An Automated ILP Server in the Field of Bioinformatics

  • Authors:
  • Andreas Karwath;Ross D. King

  • Affiliations:
  • -;-

  • Venue:
  • ILP '01 Proceedings of the 11th International Conference on Inductive Logic Programming
  • Year:
  • 2001

Quantified Score

Hi-index 0.00

Visualization

Abstract

The identification of evolutionary related (homologous) proteins is a key problem in molecular biology.

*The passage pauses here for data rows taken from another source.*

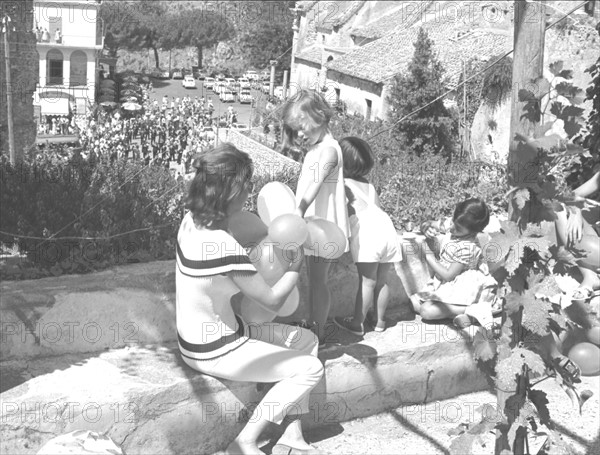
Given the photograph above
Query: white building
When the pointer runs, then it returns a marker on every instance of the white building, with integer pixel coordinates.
(69, 42)
(351, 50)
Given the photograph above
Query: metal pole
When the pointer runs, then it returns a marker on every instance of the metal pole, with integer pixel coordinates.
(9, 117)
(285, 78)
(272, 83)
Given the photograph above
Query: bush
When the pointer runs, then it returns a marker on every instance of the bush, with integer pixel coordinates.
(425, 188)
(81, 216)
(416, 188)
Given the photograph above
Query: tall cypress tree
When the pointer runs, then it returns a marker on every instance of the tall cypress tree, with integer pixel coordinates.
(432, 128)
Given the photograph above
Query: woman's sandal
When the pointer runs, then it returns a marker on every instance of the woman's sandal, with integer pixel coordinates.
(566, 368)
(284, 449)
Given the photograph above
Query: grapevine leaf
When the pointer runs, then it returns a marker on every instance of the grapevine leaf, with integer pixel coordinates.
(547, 142)
(526, 95)
(541, 130)
(535, 314)
(564, 259)
(483, 347)
(571, 111)
(463, 444)
(513, 303)
(548, 287)
(572, 128)
(566, 89)
(484, 426)
(508, 235)
(566, 74)
(543, 86)
(460, 429)
(512, 433)
(559, 320)
(556, 67)
(556, 109)
(575, 149)
(521, 197)
(540, 400)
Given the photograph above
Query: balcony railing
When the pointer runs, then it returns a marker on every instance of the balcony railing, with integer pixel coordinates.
(70, 40)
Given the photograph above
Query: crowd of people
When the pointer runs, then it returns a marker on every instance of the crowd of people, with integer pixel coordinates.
(159, 133)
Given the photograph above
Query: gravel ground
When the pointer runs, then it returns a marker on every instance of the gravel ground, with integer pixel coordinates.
(423, 430)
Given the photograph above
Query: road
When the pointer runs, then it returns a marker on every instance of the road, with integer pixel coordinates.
(173, 87)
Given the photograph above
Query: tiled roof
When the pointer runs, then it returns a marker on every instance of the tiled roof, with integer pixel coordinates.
(337, 13)
(306, 5)
(312, 54)
(404, 17)
(382, 59)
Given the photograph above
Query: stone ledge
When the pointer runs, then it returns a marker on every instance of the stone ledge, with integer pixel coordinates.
(149, 401)
(125, 306)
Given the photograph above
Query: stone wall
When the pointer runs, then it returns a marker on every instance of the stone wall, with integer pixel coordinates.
(266, 161)
(24, 72)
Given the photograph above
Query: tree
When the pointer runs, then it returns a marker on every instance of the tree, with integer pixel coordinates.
(269, 35)
(431, 128)
(135, 25)
(197, 27)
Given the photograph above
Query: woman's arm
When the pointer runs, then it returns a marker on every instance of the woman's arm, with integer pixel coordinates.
(271, 298)
(327, 162)
(589, 187)
(445, 274)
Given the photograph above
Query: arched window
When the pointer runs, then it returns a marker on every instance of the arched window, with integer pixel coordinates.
(54, 65)
(78, 74)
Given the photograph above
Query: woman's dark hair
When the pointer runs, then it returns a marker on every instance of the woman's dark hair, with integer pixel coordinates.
(358, 157)
(305, 109)
(472, 214)
(221, 175)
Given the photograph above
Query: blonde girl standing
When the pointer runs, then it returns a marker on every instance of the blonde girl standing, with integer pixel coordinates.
(373, 239)
(320, 190)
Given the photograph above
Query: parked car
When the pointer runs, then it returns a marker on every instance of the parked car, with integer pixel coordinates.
(278, 92)
(227, 96)
(209, 83)
(189, 82)
(251, 75)
(207, 133)
(219, 82)
(244, 82)
(246, 97)
(156, 73)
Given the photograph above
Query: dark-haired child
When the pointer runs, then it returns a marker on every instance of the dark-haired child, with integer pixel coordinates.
(462, 283)
(212, 267)
(373, 239)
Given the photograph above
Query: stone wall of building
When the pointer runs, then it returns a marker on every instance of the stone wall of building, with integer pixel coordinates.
(24, 62)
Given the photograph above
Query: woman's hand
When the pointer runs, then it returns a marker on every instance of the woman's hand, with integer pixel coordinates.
(296, 258)
(574, 226)
(429, 230)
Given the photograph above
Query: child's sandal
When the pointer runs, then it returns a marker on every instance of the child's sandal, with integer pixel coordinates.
(462, 321)
(566, 368)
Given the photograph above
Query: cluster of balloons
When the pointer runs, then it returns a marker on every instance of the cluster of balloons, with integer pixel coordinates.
(273, 239)
(586, 354)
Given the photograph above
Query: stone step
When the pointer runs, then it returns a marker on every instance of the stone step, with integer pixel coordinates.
(148, 401)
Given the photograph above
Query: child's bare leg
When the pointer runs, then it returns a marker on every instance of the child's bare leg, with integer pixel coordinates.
(416, 302)
(320, 299)
(367, 280)
(382, 292)
(246, 441)
(433, 310)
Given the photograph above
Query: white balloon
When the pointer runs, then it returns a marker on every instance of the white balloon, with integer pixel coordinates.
(275, 199)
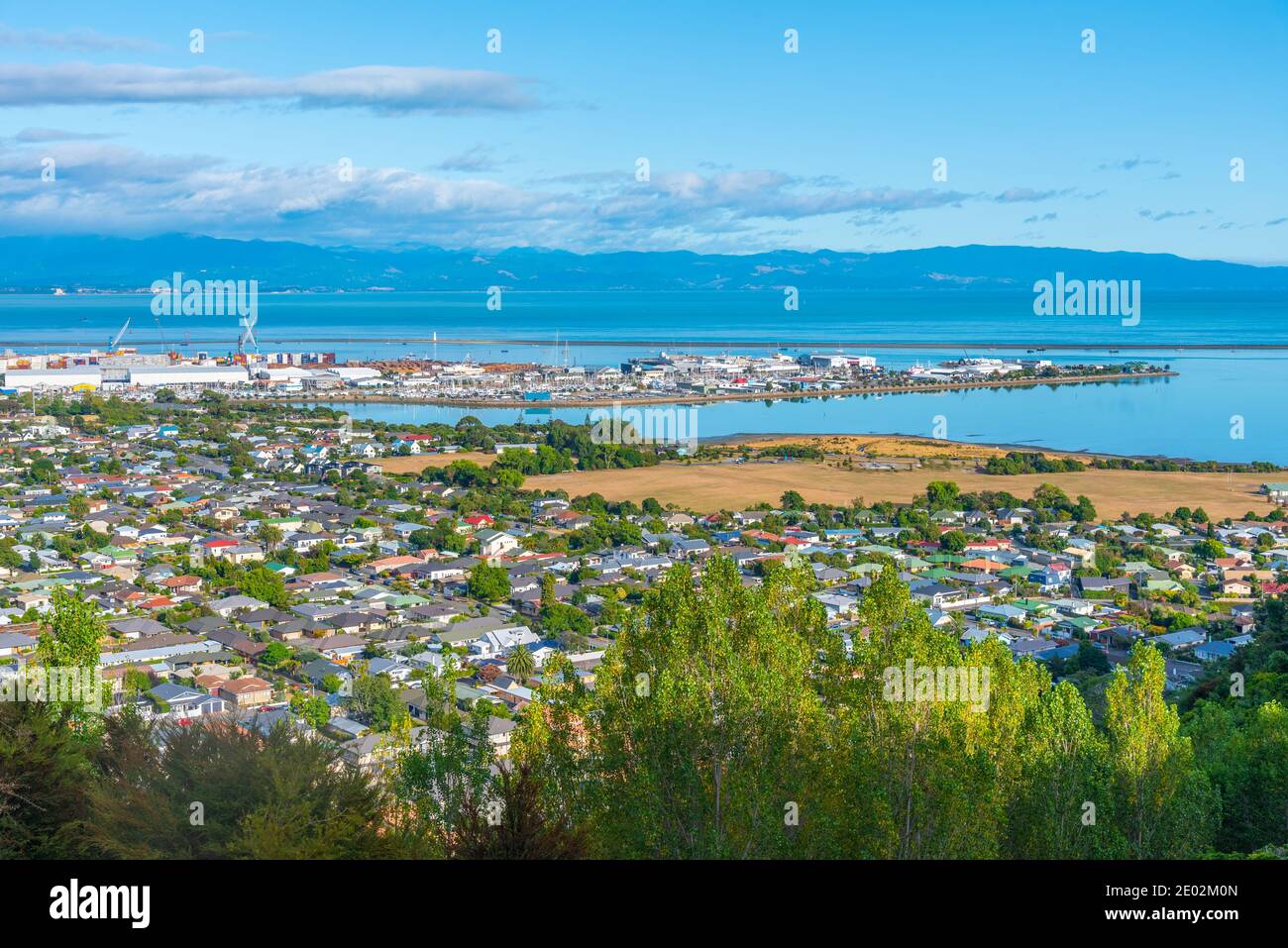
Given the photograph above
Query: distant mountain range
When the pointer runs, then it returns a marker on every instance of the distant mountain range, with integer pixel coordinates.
(40, 264)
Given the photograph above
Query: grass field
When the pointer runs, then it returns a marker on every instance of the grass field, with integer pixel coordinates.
(707, 487)
(415, 464)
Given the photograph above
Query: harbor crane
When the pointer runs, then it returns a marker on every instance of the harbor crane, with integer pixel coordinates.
(248, 324)
(116, 340)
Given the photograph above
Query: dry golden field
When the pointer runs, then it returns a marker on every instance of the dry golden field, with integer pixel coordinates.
(707, 487)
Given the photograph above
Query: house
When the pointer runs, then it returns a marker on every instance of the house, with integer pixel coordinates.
(248, 691)
(493, 543)
(1180, 640)
(180, 702)
(1275, 492)
(1214, 651)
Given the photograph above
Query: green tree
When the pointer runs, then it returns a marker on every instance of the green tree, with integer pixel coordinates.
(489, 583)
(1164, 801)
(520, 664)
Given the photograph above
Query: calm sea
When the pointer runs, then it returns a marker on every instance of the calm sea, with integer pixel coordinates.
(1222, 393)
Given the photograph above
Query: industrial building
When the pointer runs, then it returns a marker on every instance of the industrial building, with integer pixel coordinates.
(124, 376)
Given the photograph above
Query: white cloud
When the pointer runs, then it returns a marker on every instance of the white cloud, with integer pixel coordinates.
(380, 88)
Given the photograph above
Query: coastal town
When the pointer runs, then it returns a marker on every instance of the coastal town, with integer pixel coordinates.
(670, 377)
(261, 565)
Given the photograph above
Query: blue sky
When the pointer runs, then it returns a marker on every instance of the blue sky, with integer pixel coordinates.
(748, 147)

Here we present a inductive logic programming based method, Homology Induction (HI), which acts as a filter for existing sequence similarity searches to improve their performance in the detection of remote protein homologies. HI performs a PSI-BLAST search to generate positive, negative, and uncertain examples, and collects descriptions of these examples. It then learns rules to discriminate the positive and negative examples. The rules are used to filter the uncertain examples in the "twilight zone". HI uses a multitable database of 51,430,710 pre-fabricated facts from a variety of biological sources, and the inductive logic programming system Aleph to induce rules. Hi was tested on an independent set of protein sequences with equal or less than 40 per cent sequence similarity (PDB40D). ROC analysis is performed showing that HI can significantly improve existing similarity searches. The method is automated and can be used via a web/mail interface.